Confronting shame in Slovakia
Speaking grace into student life and culture
My phone buzzed. A Christian student messaged me, saying that she needed to speak to me urgently. “When you hear what I’ve done, there’s no way you’ll want to have anything to do with me”, she warned me. It didn’t take much for me to sense what had happened. A year ago, I’d had a similar conversation with another girl.
So we agreed to meet in a café. I bought her a hot chocolate and something to eat. Before we even started, it was clear what was going on; my intuition hadn’t let me down. Because of my own shameful past (and at times present) I can sense shame a mile away. It is like an invisible, heavy trench coat weighing someone down. The girl was hunched up, eyes down, shoulders slumped, staring somewhere between the edge of the table and the floor as she told me her story.
Will the gospel be enough? Is Jesus sufficient? What can I offer her? She has been clothing herself in shame every morning for the last few days. Moralizing won’t help her. She doesn’t need another lecture. Other Christians she’s told have taken that approach already. She’s well aware that she’s messed up. If I remind her another three times, maybe she won’t get out of bed tomorrow morning. The coat of shame will be too heavy.
What should I say?
Student ministry in Slovakia
It’s not just the two of us who are familiar with the feeling of shame. Shame is a strong influence throughout society here in Slovakia. Sometimes people feel it even when they haven’t done anything wrong. Like when people become Christians, for example. Though there is religious freedom in this country, those who profess faith in Christ bring shame on themselves and on their family, in the eyes of their community.
One student became a Christian last summer. Everyone started gossiping about it. Back in her home town, it was common knowledge that she’d stopped going to Mass; she’d turned her back on Catholicism. Her mother took her to a Catholic exorcist. He pronounced her to have the demon of Protestantism.
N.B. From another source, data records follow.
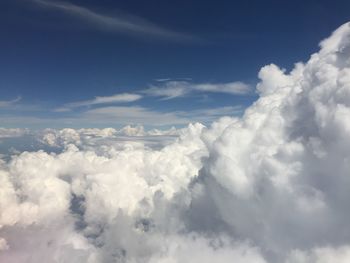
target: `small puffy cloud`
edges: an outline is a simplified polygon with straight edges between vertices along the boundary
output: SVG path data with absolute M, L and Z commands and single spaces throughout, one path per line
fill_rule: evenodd
M 59 151 L 0 162 L 0 261 L 348 262 L 349 34 L 347 23 L 291 72 L 263 67 L 242 117 L 159 147 L 140 143 L 156 137 L 141 126 L 45 131 Z

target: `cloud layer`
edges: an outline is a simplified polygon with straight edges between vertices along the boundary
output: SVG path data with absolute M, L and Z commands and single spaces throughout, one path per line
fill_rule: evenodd
M 0 261 L 349 262 L 350 24 L 259 78 L 242 118 L 157 149 L 46 131 L 61 152 L 2 161 Z

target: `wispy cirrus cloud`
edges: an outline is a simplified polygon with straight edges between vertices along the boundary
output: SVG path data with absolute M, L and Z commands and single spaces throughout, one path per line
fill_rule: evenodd
M 79 18 L 89 26 L 102 31 L 117 32 L 139 37 L 152 37 L 176 42 L 203 42 L 203 40 L 196 36 L 166 29 L 144 18 L 130 14 L 124 13 L 111 16 L 70 2 L 50 0 L 32 1 L 43 8 L 51 8 Z
M 0 108 L 8 108 L 13 105 L 15 105 L 17 102 L 19 102 L 22 98 L 18 96 L 17 98 L 13 100 L 0 100 Z
M 228 83 L 192 83 L 189 81 L 169 80 L 151 85 L 142 93 L 148 96 L 161 97 L 163 100 L 185 97 L 193 92 L 226 93 L 230 95 L 248 95 L 252 87 L 241 81 Z
M 133 93 L 120 93 L 112 96 L 97 96 L 92 100 L 84 100 L 84 101 L 67 103 L 62 107 L 55 109 L 55 111 L 64 112 L 64 111 L 70 111 L 73 108 L 77 108 L 77 107 L 92 106 L 92 105 L 98 105 L 98 104 L 133 102 L 141 98 L 142 98 L 142 95 L 133 94 Z

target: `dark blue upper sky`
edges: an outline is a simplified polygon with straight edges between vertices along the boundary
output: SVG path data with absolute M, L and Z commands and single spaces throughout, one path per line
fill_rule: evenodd
M 215 109 L 208 120 L 239 114 L 256 99 L 249 89 L 262 66 L 306 61 L 349 10 L 345 0 L 2 0 L 2 126 L 118 126 L 130 112 L 139 114 L 130 123 L 146 125 L 171 124 L 157 123 L 164 113 L 174 124 Z M 106 121 L 77 123 L 87 112 Z

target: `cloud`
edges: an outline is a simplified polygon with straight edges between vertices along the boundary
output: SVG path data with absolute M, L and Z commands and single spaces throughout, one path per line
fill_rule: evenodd
M 83 113 L 83 118 L 95 121 L 107 121 L 116 122 L 119 124 L 138 124 L 145 125 L 175 125 L 185 124 L 189 120 L 186 118 L 180 118 L 176 113 L 162 113 L 157 111 L 151 111 L 147 108 L 140 106 L 133 107 L 120 107 L 110 106 L 96 108 L 88 110 Z
M 21 97 L 17 97 L 16 99 L 13 99 L 13 100 L 0 101 L 0 108 L 11 107 L 11 106 L 15 105 L 17 102 L 19 102 L 21 99 L 22 99 Z
M 348 262 L 349 36 L 347 23 L 291 72 L 263 67 L 242 117 L 190 124 L 160 148 L 65 130 L 56 153 L 1 160 L 0 261 Z
M 88 25 L 102 31 L 118 32 L 138 37 L 151 37 L 177 42 L 202 42 L 195 36 L 165 29 L 143 18 L 129 14 L 109 16 L 69 2 L 49 0 L 32 1 L 39 6 L 55 9 L 77 17 Z
M 226 93 L 230 95 L 249 95 L 252 88 L 240 81 L 229 83 L 200 83 L 195 84 L 189 81 L 169 80 L 162 81 L 159 85 L 151 85 L 150 88 L 142 91 L 144 94 L 154 97 L 161 97 L 164 100 L 188 96 L 193 92 L 205 93 Z
M 115 94 L 112 96 L 95 97 L 92 100 L 67 103 L 63 107 L 55 109 L 55 111 L 56 112 L 65 112 L 65 111 L 70 111 L 72 108 L 77 108 L 77 107 L 82 107 L 82 106 L 133 102 L 133 101 L 137 101 L 141 98 L 142 98 L 142 96 L 139 94 L 121 93 L 121 94 Z

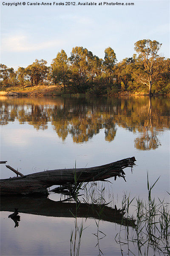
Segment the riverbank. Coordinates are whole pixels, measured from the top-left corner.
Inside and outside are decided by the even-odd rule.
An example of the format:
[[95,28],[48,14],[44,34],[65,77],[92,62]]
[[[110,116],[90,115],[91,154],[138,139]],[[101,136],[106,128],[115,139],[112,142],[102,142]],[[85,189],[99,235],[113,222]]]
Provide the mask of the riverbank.
[[[5,90],[0,90],[0,96],[10,96],[15,97],[44,97],[47,96],[61,96],[64,94],[64,90],[56,85],[38,85],[28,86],[24,89],[16,87],[6,88]],[[118,95],[148,95],[143,92],[136,92],[132,93],[129,92],[119,92],[115,93]],[[66,94],[70,93],[66,93]],[[157,94],[156,95],[158,95]]]

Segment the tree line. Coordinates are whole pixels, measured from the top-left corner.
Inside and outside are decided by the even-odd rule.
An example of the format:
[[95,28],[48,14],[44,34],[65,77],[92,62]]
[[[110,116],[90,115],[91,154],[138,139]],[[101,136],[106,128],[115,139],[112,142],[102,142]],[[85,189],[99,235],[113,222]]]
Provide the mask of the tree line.
[[50,67],[36,59],[27,67],[15,71],[0,64],[0,86],[55,85],[61,93],[112,95],[119,92],[170,93],[170,59],[158,54],[162,44],[144,39],[135,44],[136,54],[119,62],[110,47],[104,59],[82,47],[73,47],[68,57],[58,52]]

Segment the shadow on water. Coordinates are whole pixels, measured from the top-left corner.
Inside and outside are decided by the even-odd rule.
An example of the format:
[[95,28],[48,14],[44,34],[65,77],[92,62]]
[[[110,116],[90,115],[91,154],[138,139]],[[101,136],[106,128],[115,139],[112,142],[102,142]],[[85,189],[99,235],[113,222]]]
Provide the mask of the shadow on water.
[[15,208],[18,209],[19,212],[29,214],[64,218],[73,218],[73,215],[76,215],[77,218],[95,219],[99,219],[99,212],[101,212],[102,209],[100,219],[124,225],[135,226],[134,220],[124,217],[124,209],[117,209],[116,206],[112,208],[105,205],[80,203],[77,209],[76,203],[55,201],[46,196],[1,197],[1,211],[14,212]]
[[161,145],[157,136],[170,126],[167,97],[0,99],[0,125],[16,119],[20,124],[27,122],[37,130],[44,130],[51,123],[63,141],[70,134],[74,143],[87,142],[104,129],[105,140],[111,142],[118,125],[139,132],[135,147],[149,150]]

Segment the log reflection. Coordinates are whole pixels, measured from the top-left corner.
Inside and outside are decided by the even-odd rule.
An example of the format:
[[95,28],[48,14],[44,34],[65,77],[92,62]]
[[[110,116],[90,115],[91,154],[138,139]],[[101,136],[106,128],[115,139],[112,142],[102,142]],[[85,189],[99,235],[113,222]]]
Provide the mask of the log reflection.
[[[117,209],[104,205],[80,203],[77,212],[76,203],[55,201],[45,196],[2,196],[0,210],[14,212],[18,208],[20,213],[47,216],[73,218],[76,214],[78,218],[89,218],[100,219],[124,225],[135,227],[135,221],[124,217],[123,209]],[[101,211],[102,209],[102,211]]]

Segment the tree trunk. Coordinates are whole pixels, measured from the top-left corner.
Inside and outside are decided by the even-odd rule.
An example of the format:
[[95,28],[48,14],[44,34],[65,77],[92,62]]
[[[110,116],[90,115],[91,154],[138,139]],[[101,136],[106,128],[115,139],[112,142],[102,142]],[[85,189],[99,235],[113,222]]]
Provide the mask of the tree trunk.
[[123,177],[123,169],[135,165],[134,157],[105,165],[89,168],[61,169],[37,172],[20,177],[2,179],[1,195],[48,194],[47,189],[53,185],[74,184],[81,182],[104,180],[116,176]]

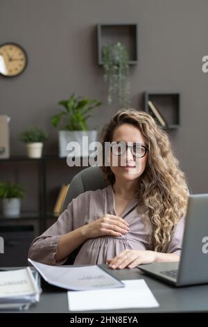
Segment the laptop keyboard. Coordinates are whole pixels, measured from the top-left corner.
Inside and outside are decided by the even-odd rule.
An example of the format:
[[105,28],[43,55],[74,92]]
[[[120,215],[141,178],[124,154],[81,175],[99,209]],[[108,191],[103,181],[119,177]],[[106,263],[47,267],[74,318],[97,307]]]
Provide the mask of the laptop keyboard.
[[168,270],[167,271],[160,271],[161,273],[166,275],[168,277],[172,277],[173,278],[177,278],[177,269],[175,270]]

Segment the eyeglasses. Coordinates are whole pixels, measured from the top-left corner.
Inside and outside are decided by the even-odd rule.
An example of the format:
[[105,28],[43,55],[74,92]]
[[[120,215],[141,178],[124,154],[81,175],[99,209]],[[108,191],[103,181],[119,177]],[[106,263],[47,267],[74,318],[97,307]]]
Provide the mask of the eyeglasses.
[[[129,143],[131,143],[132,142]],[[129,145],[125,142],[116,141],[112,142],[110,149],[112,153],[116,156],[123,155],[126,152],[127,149],[130,149],[132,154],[137,158],[143,158],[148,150],[148,147],[140,143],[134,143],[132,145]]]

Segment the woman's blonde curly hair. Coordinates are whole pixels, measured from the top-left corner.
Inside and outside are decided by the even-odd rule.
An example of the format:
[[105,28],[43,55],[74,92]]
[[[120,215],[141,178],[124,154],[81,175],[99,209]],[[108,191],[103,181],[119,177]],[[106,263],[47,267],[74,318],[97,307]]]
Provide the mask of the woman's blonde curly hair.
[[112,185],[114,174],[105,166],[105,142],[112,142],[114,129],[122,124],[132,124],[141,132],[149,149],[146,166],[138,182],[139,207],[145,208],[144,221],[150,223],[151,249],[166,252],[174,228],[186,213],[189,189],[184,173],[179,168],[166,133],[147,113],[135,109],[120,110],[107,124],[101,137],[105,179]]

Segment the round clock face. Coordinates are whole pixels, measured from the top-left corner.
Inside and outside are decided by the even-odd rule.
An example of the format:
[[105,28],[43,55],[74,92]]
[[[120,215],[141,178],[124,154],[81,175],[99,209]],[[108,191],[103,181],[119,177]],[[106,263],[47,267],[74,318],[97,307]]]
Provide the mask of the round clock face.
[[21,74],[27,65],[24,49],[15,43],[0,45],[0,74],[12,77]]

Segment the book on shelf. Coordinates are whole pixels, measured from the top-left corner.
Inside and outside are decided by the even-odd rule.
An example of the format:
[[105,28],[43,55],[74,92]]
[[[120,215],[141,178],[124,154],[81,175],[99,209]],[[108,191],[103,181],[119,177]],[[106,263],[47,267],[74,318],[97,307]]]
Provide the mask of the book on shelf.
[[69,184],[64,184],[62,185],[60,190],[59,191],[55,205],[53,209],[53,214],[55,217],[60,216],[62,211],[62,207],[64,202],[65,200],[68,190],[69,187]]
[[149,106],[149,108],[152,111],[152,112],[154,113],[155,116],[159,121],[159,124],[163,127],[165,127],[167,126],[167,123],[165,121],[164,118],[159,111],[158,109],[156,108],[155,104],[153,102],[153,101],[148,101],[148,104]]

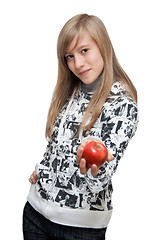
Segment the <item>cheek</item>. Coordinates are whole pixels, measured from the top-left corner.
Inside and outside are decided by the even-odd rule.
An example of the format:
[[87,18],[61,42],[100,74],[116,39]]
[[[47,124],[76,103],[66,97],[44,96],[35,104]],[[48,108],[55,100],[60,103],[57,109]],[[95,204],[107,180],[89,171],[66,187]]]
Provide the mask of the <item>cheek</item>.
[[68,68],[73,72],[73,64],[71,61],[67,63]]

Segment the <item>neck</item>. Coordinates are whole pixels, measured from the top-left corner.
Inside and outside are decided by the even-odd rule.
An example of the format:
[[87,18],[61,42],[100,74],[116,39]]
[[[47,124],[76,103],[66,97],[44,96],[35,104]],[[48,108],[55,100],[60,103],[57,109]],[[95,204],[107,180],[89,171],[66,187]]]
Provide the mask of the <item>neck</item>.
[[94,82],[91,84],[84,84],[83,82],[81,83],[81,90],[85,93],[87,92],[94,92],[98,85],[100,84],[101,76],[99,76]]

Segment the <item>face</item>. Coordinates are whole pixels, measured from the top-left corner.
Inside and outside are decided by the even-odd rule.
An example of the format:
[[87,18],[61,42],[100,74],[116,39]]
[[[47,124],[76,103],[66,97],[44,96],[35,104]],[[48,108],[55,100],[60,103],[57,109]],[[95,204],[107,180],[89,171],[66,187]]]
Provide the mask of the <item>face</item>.
[[84,84],[91,84],[103,70],[103,58],[95,40],[88,32],[83,33],[83,37],[75,46],[77,37],[74,37],[66,51],[67,65]]

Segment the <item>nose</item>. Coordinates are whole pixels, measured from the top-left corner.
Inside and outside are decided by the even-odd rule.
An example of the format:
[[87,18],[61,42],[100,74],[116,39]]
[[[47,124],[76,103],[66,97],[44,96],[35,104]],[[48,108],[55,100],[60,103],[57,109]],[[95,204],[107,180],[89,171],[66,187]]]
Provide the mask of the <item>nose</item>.
[[75,58],[75,68],[80,69],[81,67],[84,66],[84,58],[83,56],[77,55],[74,57]]

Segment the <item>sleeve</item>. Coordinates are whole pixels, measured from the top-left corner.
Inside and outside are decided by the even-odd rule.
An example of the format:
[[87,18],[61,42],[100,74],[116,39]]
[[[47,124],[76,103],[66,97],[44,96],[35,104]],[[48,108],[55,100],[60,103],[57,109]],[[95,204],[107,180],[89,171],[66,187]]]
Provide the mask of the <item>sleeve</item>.
[[102,127],[99,140],[105,144],[114,160],[105,162],[95,177],[88,171],[86,179],[93,192],[103,190],[111,181],[129,141],[134,136],[138,124],[137,105],[130,98],[116,100],[108,110],[102,112],[100,121]]

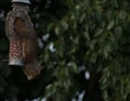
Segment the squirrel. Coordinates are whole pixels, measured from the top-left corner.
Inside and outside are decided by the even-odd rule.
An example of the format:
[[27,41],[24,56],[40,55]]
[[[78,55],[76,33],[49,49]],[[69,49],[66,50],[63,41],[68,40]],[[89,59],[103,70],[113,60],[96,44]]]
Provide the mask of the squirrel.
[[15,30],[23,39],[23,56],[25,64],[23,72],[28,79],[32,79],[37,77],[43,68],[37,60],[38,41],[35,28],[31,25],[25,26],[24,21],[17,17],[15,21]]

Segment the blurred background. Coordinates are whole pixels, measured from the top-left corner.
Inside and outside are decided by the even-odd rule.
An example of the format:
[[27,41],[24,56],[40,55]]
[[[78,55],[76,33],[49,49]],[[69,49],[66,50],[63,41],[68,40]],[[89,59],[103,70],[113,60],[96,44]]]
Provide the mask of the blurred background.
[[10,67],[0,1],[0,101],[130,101],[130,0],[31,0],[41,75]]

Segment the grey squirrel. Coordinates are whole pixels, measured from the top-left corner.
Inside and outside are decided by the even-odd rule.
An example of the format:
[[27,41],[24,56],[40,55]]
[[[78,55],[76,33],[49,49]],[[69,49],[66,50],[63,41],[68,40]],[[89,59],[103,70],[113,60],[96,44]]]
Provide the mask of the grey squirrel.
[[37,77],[43,68],[37,60],[38,42],[35,28],[31,25],[25,26],[24,21],[21,17],[17,17],[15,21],[15,30],[23,38],[23,55],[25,64],[23,72],[28,79],[32,79]]

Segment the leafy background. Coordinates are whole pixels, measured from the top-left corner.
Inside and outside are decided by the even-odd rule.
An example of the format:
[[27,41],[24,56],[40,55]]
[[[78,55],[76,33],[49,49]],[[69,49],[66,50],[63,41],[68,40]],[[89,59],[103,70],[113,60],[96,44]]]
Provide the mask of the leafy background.
[[130,101],[129,0],[34,0],[30,8],[44,70],[28,81],[4,61],[11,2],[0,1],[0,101]]

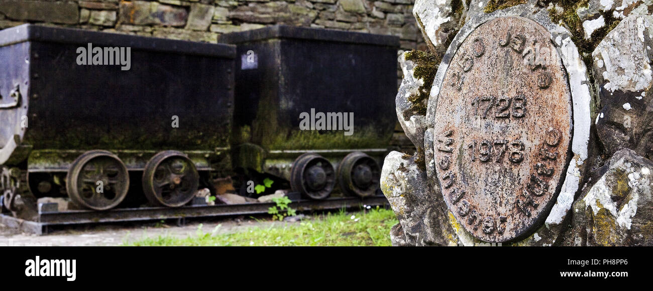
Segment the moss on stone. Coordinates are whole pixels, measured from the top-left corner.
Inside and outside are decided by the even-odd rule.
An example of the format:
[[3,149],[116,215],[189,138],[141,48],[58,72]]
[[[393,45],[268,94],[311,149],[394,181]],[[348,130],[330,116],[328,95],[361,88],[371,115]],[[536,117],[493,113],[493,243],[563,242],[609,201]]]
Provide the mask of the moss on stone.
[[[603,246],[615,245],[618,244],[618,236],[614,232],[617,228],[616,221],[607,209],[603,207],[597,200],[596,205],[599,207],[599,211],[594,215],[594,242]],[[589,210],[592,215],[592,210]]]
[[268,149],[380,148],[387,147],[391,137],[372,126],[355,127],[351,136],[343,130],[293,130],[275,134],[265,146]]
[[424,84],[418,89],[417,94],[408,97],[408,101],[412,105],[410,110],[406,110],[404,114],[404,119],[407,121],[413,115],[426,115],[426,101],[431,93],[433,80],[436,78],[436,72],[438,72],[442,57],[426,52],[412,50],[406,53],[406,59],[415,63],[413,75],[424,82]]
[[483,10],[485,13],[490,13],[498,10],[505,9],[520,4],[525,4],[528,0],[490,0],[487,6]]

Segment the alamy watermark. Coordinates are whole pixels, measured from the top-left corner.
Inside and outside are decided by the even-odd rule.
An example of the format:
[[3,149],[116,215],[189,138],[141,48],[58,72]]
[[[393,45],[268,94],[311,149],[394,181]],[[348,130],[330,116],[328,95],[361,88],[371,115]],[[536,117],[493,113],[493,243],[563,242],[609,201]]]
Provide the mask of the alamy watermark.
[[299,114],[299,129],[302,130],[345,130],[345,136],[354,134],[353,112],[317,112],[311,108]]
[[36,256],[34,260],[25,261],[27,277],[63,277],[66,281],[76,279],[77,260],[48,260]]
[[86,47],[77,48],[77,65],[120,65],[120,70],[131,69],[131,48],[99,47],[89,43]]

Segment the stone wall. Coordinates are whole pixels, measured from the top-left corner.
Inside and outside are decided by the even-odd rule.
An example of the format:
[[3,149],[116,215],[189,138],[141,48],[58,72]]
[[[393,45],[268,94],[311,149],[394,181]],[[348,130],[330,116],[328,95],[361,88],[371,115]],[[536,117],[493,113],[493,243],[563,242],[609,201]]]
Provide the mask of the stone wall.
[[0,29],[46,23],[217,42],[222,33],[283,23],[396,35],[406,50],[424,46],[412,15],[413,1],[0,0]]
[[[402,50],[426,50],[415,0],[0,0],[0,29],[42,23],[204,42],[223,33],[281,23],[398,36]],[[397,83],[401,83],[397,68]],[[397,127],[392,146],[414,147]],[[413,149],[412,150],[411,149]]]
[[[406,52],[399,58],[405,76],[396,99],[397,117],[417,151],[412,156],[393,151],[383,164],[381,189],[400,222],[390,232],[392,243],[653,245],[653,1],[467,0],[462,4],[456,0],[415,3],[415,16],[429,53]],[[490,24],[494,25],[490,32],[481,30],[482,25],[496,20],[513,24],[530,22],[536,23],[532,24],[534,27],[547,29],[548,35],[545,41],[538,42],[526,24],[521,25],[522,30],[518,31],[494,23]],[[473,35],[477,31],[483,37]],[[528,42],[527,37],[531,37]],[[542,43],[555,46],[556,54],[551,55],[554,57],[549,59],[555,59],[551,65],[542,59],[537,63],[535,59],[524,59],[522,63],[532,67],[521,67],[519,59],[515,59],[518,66],[507,61],[512,59],[511,55],[523,59],[537,54],[534,48]],[[492,54],[506,48],[513,52],[502,57]],[[553,72],[554,66],[560,65],[565,73]],[[507,66],[505,72],[524,73],[502,80],[500,74],[491,72],[498,66]],[[471,113],[471,107],[461,104],[476,97],[505,92],[506,88],[526,91],[528,82],[515,86],[505,80],[534,76],[536,70],[549,70],[550,76],[565,78],[571,89],[571,151],[548,151],[558,142],[547,142],[542,147],[531,146],[530,158],[522,156],[523,160],[503,164],[494,160],[500,162],[474,168],[491,161],[481,157],[488,157],[492,142],[481,142],[486,143],[486,147],[475,151],[475,147],[483,146],[477,147],[472,134],[510,136],[511,129],[550,124],[550,115],[560,112],[553,110],[553,106],[541,106],[545,110],[529,114],[539,121],[528,123],[522,119],[511,128],[505,125],[507,122],[501,123],[507,119],[488,118],[481,123],[485,114],[481,117]],[[445,82],[447,76],[453,82]],[[474,82],[479,76],[486,77]],[[537,82],[540,89],[552,89],[550,82],[541,80],[543,86]],[[468,99],[453,101],[451,96],[462,95],[459,91]],[[554,94],[567,94],[564,88],[548,92],[534,93],[528,97],[530,104]],[[499,102],[496,104],[498,106]],[[442,114],[447,110],[460,114],[451,118]],[[473,118],[478,118],[478,123],[470,121]],[[455,127],[447,125],[451,120],[457,123]],[[562,123],[554,123],[559,127]],[[465,127],[473,129],[463,132]],[[526,129],[516,135],[532,140],[543,131]],[[494,142],[495,146],[502,144],[499,142]],[[570,159],[558,158],[558,153],[563,157],[565,151],[573,154]],[[557,162],[550,162],[553,160]],[[534,164],[523,164],[527,166],[521,168],[526,170],[518,174],[522,166],[518,163],[529,161]],[[569,162],[566,171],[558,172],[564,175],[564,182],[545,181],[554,173],[552,168],[547,170],[550,172],[541,170],[547,162]],[[476,172],[470,174],[470,168]],[[510,181],[513,177],[520,179]],[[490,187],[475,188],[488,181],[492,183]],[[535,193],[536,189],[542,191]],[[553,197],[553,193],[555,200],[548,201],[554,203],[547,204],[546,198]],[[480,202],[474,205],[476,202]],[[541,213],[539,221],[530,219],[532,215],[536,216],[536,210]],[[523,226],[513,227],[517,231],[498,238],[499,234],[509,232],[510,222]],[[490,237],[490,234],[497,236]]]

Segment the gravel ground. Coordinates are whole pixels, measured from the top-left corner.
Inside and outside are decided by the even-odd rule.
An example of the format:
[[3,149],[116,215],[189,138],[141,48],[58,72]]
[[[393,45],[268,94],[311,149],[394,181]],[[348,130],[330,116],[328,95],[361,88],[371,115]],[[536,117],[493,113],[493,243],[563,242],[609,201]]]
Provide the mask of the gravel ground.
[[221,224],[216,234],[229,234],[244,231],[251,227],[268,226],[272,222],[241,217],[187,221],[183,226],[177,226],[172,222],[101,224],[55,229],[45,236],[22,233],[0,224],[0,246],[114,246],[144,237],[155,237],[159,235],[182,238],[195,236],[200,224],[202,224],[202,230],[204,232],[211,232],[215,226]]

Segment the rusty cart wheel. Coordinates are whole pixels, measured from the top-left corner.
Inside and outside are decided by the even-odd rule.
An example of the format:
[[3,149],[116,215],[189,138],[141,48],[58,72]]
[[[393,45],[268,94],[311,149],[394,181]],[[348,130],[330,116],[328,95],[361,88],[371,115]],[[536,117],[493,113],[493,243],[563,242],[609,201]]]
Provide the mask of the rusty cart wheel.
[[333,166],[322,156],[306,153],[293,162],[291,187],[313,199],[324,199],[336,184]]
[[338,165],[338,185],[350,196],[372,196],[379,187],[381,168],[369,155],[360,151],[349,153]]
[[129,189],[127,167],[118,156],[107,151],[82,154],[72,162],[66,176],[66,190],[71,200],[95,210],[117,206]]
[[177,151],[156,154],[145,165],[143,192],[155,205],[179,207],[193,200],[199,187],[195,164]]

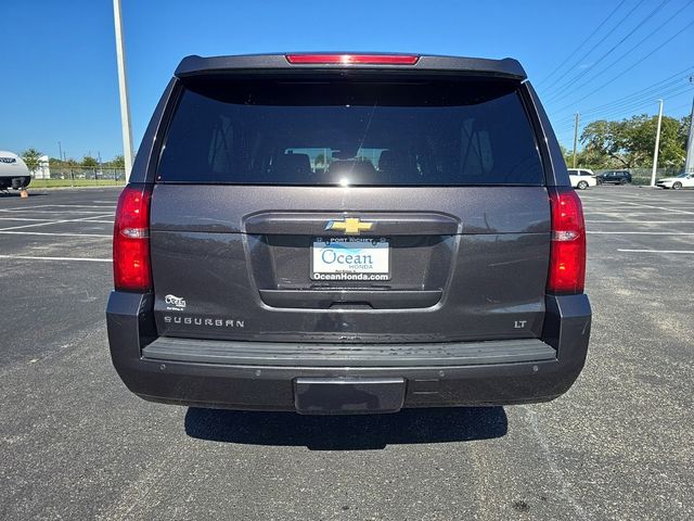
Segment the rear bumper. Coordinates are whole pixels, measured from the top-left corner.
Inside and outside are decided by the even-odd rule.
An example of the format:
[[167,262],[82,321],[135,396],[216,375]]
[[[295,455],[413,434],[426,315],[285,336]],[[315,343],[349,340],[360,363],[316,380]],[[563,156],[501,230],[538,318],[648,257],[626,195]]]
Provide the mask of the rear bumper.
[[[113,292],[108,301],[111,354],[128,389],[154,402],[252,410],[297,410],[297,381],[305,379],[402,380],[402,407],[550,401],[578,378],[591,323],[586,295],[548,296],[542,341],[524,348],[514,347],[518,341],[497,342],[499,353],[504,352],[501,357],[485,354],[481,344],[488,343],[477,343],[455,344],[458,358],[446,360],[433,353],[404,364],[374,361],[373,357],[360,363],[358,356],[344,365],[301,357],[292,364],[286,357],[278,363],[274,355],[240,358],[237,351],[224,350],[211,355],[201,350],[196,358],[192,355],[196,345],[209,347],[205,341],[177,340],[175,348],[167,347],[155,342],[151,309],[151,295]],[[450,352],[448,346],[439,351]]]

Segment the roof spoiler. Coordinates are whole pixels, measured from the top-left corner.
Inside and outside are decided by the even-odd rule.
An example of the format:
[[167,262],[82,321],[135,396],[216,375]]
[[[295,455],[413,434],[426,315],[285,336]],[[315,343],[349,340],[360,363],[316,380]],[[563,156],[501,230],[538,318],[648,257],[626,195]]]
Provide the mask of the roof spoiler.
[[[334,56],[344,56],[344,60],[326,60],[324,63],[290,63],[287,56],[318,56],[324,55],[333,59]],[[408,60],[389,60],[389,63],[357,63],[350,60],[350,56],[417,56],[414,63]],[[399,63],[400,62],[400,63]],[[511,58],[503,60],[488,60],[483,58],[461,58],[461,56],[437,56],[437,55],[416,55],[416,54],[393,54],[393,53],[349,53],[349,52],[330,52],[330,53],[286,53],[286,54],[245,54],[231,56],[211,56],[203,58],[191,55],[184,58],[176,69],[175,75],[178,78],[190,76],[198,76],[206,74],[219,74],[227,72],[253,72],[257,71],[298,71],[298,69],[393,69],[393,71],[412,71],[412,72],[440,72],[440,73],[461,73],[475,76],[493,76],[501,78],[515,79],[523,81],[527,75],[523,66]]]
Another student became a Christian recently. There’s no evangelical church in her village, and she was scared to go to church with me in the city. She didn’t want to bring shame on her family.
Conversion is not dangerous as it is in some countries. But the shame of being rejected by your community is powerful. The fear of disappointing your family is real. In my case, for example, since becoming a Christian 12 years ago, my grandma has refused to speak to me. So it’s easy to carry a sense of shame projected on to you by family, friends and society.
How the gospel deals with our shame
So what does the gospel have to say to Christians in a shame-based culture? To the student ashamed of her past? To the student accused of having an evil spirit? To the student afraid of going to church? To the staff worker rejected by her grandma?
The gospel gives us the medicine we all need: God’s grace. Grace to cleanse our consciences. Grace to withstand the sting of rejection and the temptation to fit in. Grace to know that we are not defined by what others think of us, but by our new identity in Christ. We might be plagued by our shameful past; or as Christians we might be considered shameful by society. But in Christ we can know complete freedom from shame.
Back to the café. I looked at the broken student opposite, and saw myself. I knew what she needed to hear. Grace. Grace that speaks forgiveness and wholeness and restoration with God our Father through the cross of Christ.
“Cleanse me with hyssop, and I will be clean;
wash me, and I will be whiter than snow.” Psalm 51:7 [NIV]
So we prayed. We read psalms. We talked. We reflected on the truth that Jesus has the power to repair depraved hearts and make us whiter than snow. We thanked God for His grace that takes away our shame, and clothes us with honour.